On 20/01/11 19:43, Reto Bachmann-Gmuer wrote:
HI Andy
I've committed an application that uses directly jena without clerezza stuff
in the middle that demonstarts the problem.
Starting it with
MAVEN_OPTS="-Xmx256m -Xms128m" mvn clean install exec:java -o -e
it will fail at one of the files, howver if I change the order in which the
files are to be parsed and put the file it was failing at at the begginning
it suceeds parsing this file and will fail at another one.
the app is here:
http://svn.apache.org/viewvc/incubator/clerezza/issues/CLEREZZA-384/turtlememory
Not entirely without clerezza stuff - the POM does not work standalone.

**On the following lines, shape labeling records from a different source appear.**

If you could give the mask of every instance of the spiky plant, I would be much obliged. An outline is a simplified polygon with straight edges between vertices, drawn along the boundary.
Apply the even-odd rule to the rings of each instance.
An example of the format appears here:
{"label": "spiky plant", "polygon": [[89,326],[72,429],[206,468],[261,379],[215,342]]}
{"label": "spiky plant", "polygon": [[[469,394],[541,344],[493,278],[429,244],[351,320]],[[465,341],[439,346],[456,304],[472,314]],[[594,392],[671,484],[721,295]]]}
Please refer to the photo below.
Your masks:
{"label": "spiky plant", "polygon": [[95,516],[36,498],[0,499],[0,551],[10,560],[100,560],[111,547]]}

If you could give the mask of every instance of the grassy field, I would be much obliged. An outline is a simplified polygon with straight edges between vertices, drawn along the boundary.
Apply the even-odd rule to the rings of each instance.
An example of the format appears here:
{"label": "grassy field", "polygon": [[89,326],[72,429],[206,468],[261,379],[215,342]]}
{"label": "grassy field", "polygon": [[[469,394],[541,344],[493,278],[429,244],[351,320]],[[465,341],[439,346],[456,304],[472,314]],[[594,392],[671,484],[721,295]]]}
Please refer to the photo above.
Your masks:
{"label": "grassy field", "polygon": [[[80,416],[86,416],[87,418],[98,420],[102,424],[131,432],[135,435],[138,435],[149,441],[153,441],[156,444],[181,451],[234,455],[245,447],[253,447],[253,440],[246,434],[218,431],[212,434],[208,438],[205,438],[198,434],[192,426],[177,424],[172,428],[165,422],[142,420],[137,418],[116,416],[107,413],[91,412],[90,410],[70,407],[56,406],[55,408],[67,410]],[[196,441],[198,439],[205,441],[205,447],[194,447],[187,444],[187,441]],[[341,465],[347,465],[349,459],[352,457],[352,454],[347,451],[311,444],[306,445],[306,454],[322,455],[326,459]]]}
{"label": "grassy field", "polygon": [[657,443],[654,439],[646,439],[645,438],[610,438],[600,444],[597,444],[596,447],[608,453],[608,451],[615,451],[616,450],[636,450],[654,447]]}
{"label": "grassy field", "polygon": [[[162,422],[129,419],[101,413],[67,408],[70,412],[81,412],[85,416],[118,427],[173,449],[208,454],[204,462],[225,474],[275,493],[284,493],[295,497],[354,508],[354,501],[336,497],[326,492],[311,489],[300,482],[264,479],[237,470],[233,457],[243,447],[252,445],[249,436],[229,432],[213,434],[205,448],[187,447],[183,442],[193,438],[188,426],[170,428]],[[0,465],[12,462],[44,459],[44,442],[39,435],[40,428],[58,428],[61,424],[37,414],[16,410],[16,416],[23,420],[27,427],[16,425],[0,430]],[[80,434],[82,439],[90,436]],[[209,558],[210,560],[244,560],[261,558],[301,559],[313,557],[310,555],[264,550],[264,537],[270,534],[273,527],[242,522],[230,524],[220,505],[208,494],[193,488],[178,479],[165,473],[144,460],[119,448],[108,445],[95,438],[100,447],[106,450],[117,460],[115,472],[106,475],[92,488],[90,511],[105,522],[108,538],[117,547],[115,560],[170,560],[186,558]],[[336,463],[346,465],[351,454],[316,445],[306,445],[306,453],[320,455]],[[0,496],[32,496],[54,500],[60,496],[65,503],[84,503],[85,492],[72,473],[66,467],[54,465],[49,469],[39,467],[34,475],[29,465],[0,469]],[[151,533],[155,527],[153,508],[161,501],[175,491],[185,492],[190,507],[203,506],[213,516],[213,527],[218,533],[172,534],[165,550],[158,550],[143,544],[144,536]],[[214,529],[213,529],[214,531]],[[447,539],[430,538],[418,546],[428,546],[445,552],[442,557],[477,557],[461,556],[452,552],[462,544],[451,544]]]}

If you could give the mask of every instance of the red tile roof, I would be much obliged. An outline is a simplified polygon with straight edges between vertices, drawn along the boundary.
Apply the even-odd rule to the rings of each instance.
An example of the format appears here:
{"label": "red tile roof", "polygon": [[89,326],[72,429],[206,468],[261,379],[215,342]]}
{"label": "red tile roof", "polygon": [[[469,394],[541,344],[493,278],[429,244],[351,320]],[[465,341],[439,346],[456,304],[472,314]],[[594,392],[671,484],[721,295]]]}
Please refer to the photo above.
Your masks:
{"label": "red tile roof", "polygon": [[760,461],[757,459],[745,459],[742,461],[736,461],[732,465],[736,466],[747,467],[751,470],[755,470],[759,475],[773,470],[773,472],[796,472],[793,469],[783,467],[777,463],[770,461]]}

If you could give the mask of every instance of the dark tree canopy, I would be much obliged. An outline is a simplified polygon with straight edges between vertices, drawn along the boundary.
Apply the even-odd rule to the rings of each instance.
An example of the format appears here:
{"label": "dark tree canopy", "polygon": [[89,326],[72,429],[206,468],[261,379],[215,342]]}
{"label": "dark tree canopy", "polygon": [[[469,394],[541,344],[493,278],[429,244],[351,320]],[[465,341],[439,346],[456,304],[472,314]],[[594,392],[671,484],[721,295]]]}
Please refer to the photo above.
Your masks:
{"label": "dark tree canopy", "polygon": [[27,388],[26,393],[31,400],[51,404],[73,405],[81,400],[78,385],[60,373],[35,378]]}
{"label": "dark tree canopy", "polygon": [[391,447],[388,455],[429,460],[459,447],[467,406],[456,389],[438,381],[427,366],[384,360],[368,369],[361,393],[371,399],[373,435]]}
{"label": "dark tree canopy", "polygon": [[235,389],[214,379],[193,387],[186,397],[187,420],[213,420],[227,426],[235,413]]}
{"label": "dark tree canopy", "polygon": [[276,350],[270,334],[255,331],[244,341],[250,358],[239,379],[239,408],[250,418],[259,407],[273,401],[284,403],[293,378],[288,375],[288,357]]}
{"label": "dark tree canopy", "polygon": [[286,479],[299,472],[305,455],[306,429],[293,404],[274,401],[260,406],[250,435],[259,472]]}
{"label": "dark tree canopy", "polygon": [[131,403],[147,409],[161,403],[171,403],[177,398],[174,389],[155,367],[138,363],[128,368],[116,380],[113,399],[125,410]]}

After some POM hacking, I got it working. I take it the test is
"TestWithFiles".
It's not using RIOT because that's not in the Jena download yet.
Add
<dependency>
<groupId>com.hp.hpl.jena</groupId>
<artifactId>arq</artifactId>
<version>2.8.7</version>
</dependency>
and either:
com.hp.hpl.jena.query.ARQ.init() ;
or
org.openjena.riot.SysRIOT.wireIntoJena() ;
With this the test passes (and much faster as well).
The test is not just parsing. It's storing the results in a model so
the space needed included complete storage of the model.
Only a small increase in -Xmx (e.g. 350m) and the test passes.
The test fails in the first pass over the files if it's going to fail. I
suspect that one or more internal systems have fixed size caches. Jena
does. JavaCC has expanding buffering (and you have some very large
literals).
Jena's caches are bounded by number of slots so churning based on large
literals will need to settle down before any conclusions of a memory
leak can be made. Hence failing on the first pass is not suggestive of
a memory leak. This is backed up by the fact file order matters.
JavaCC used by the old parser uses expanding buffers and your long
literals will force those larger and hence the runtime working space is
higher on a single file parse. RIOT uses a fixed size buffer and builds
the large literals directly into the string to be used as the RDF node.
As increasing the heap means that the test runs and the test fails in
the first pass over the files if it is going to fail, I conclude it's
various caches filling up and just not fitting. I guess it passes at
256m with RIOT by chance. Slightly less overhead meaning that caches
just happen to fit.
There is a streaming interface to RIOT in org.openjena.riot.RiotReader.
Andy